Note that the terms “ballast” and “converter” are used equivalently in the context of the specification, drawings and claims.
The invention especially relates to actively switched power factor control circuits (PFC circuits), preferably Totem Pole PFC circuits, for operating lighting means, such as e.g. one or more LED or OLED. Especially, the present invention relates to a ballast for lighting means with an actively switched power factor correction stage (PFC stage), which preferably is implemented in a Totem Pole boost topology. The invention also relates to a lighting device including such ballast.
For power-conversion circuits generally, including drivers and converters for lighting means, such as ballasts for fluorescents and high-pressure lamps or ballasts for LED-modules, it is required to limit the amount of harmonics in the current which is drawn from the voltage supply, because in many countries regulatory laws are effective in this respect. Therefore, a simple solution consisting of rectification means (bridge- or discrete rectifier diodes) plus a bulk-storage (e.g. an electrolytic capacitor) is not suited for most applications, as the harmonics in the current would exceed the benchmarks set by regulatory laws. As a solution thereto, many switching mode power supplies (SMPS) that are used in ballasts for lighting means operate in a mode, i.e. comprise a PFC circuit, in order to draw a dominantly sinusoidal current with a low harmonics content. Many different converter topologies (boost-, buck-, SEPIC-, flyback, etc.) exist that can be used for implementing a PFC circuit.
A preferred topology according to the present invention is the so-called “Totem Pole” boost topology, which offers some benefits, such as an inherent possibility to entirely avoid switching-loss on the switch-devices, thus allowing the usage of higher switching frequencies.
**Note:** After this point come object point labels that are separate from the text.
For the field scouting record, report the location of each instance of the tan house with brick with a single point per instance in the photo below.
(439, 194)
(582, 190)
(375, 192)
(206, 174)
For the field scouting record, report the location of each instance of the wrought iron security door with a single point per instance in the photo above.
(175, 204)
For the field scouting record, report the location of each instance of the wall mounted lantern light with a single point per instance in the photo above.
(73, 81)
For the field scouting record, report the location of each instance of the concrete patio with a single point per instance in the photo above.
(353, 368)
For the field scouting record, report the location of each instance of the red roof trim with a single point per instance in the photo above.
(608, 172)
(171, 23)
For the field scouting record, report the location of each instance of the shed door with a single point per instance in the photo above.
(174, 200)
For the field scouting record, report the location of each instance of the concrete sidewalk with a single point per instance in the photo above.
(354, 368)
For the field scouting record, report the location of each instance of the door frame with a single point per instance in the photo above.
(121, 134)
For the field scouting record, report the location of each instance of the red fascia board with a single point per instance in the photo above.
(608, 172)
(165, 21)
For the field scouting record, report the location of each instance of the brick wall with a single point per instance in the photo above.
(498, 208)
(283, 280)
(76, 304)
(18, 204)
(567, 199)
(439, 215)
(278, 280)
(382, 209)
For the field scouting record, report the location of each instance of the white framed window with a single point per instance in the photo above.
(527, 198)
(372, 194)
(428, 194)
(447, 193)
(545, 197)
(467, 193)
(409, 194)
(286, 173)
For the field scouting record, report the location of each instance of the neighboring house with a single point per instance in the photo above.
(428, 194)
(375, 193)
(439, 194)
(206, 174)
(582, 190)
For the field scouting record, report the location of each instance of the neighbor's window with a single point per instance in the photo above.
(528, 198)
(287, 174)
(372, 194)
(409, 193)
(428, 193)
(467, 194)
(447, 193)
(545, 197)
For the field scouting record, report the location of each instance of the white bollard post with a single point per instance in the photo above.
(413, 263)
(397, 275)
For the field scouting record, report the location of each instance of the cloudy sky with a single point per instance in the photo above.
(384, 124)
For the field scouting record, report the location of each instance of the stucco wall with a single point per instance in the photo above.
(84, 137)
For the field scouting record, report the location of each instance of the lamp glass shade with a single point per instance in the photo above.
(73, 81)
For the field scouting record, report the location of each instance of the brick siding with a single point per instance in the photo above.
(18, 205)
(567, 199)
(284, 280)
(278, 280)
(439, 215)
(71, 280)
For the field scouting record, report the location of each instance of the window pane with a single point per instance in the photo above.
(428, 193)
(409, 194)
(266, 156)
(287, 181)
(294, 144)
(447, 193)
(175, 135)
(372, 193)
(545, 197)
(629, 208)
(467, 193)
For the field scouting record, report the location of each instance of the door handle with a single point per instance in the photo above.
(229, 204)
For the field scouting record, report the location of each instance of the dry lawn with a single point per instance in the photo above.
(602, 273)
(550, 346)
Due to the higher switching frequencies it is possible to design a converter with smaller geometric dimensions.
Incorporation of US 2013/0257390 A1 by reference: For the description of a preferred Totem Pole PFC circuit, i.e. an actively switched PFC circuit implemented in a Totem Pole boost topology, according to the present invention the US patent application publication US 2013/0257390 A1 is incorporated herewith by reference.
Definition of “Totem Pole PFC topology”: The term “Totem Pole PFC topology” as used herein refers to the PFC topology disclosed in the US patent application publication US 2013/0257390A1 and is defined as following:
The circuit comprises an AC power supply, a first half bridge arm and a second half bridge arm.
The first half bridge arm includes a first and a second switch connected in series with each other.
A second terminal of the first switch is connected to a first terminal of the second switch, and coupled to a first end of the AC power via a first inductor.
The second bridge arm includes third and fourth switches connected in series with each other.
A second terminal of the third switch is connected to a first terminal of the fourth switch and a second end of the AC power.
The third and fourth switches operate in ON/OFF states by use of a control signal having an operation frequency consistent with that of the AC power.
The on-state resistance of the third and fourth switches is lower than that of the first or second switch, thereby reducing the on-state loss of the switch and improving the operation frequency of the circuit. Since the third and fourth switches operate at the (low) operation frequency of the voltage of the AC power (about 50-60 Hz), which is very low, the switching loss and the drive loss, which are directly proportional to the operation frequency, are very small.
However, there are some drawbacks that are currently limiting the usability of Totem Pole boost topologies, such as high control effort, larger component count compared to other topologies, no easily accessible way of sensing the current through the switch and protection of the components due to a floating potential of both switch nodes etc. Namely, the Totem Pole boost topology requires driving means for switches, which are on a floating potential and are mostly on a much higher potential than the control circuitry for controlling the switches of the Totem Pole boost topology. Driver solutions for such a topology are known to those skilled in the art as “high side drivers” and usually have the disadvantage of being more complex and demanding a higher component effort compared to driver solutions for driving switches connected to ground potential (gnd).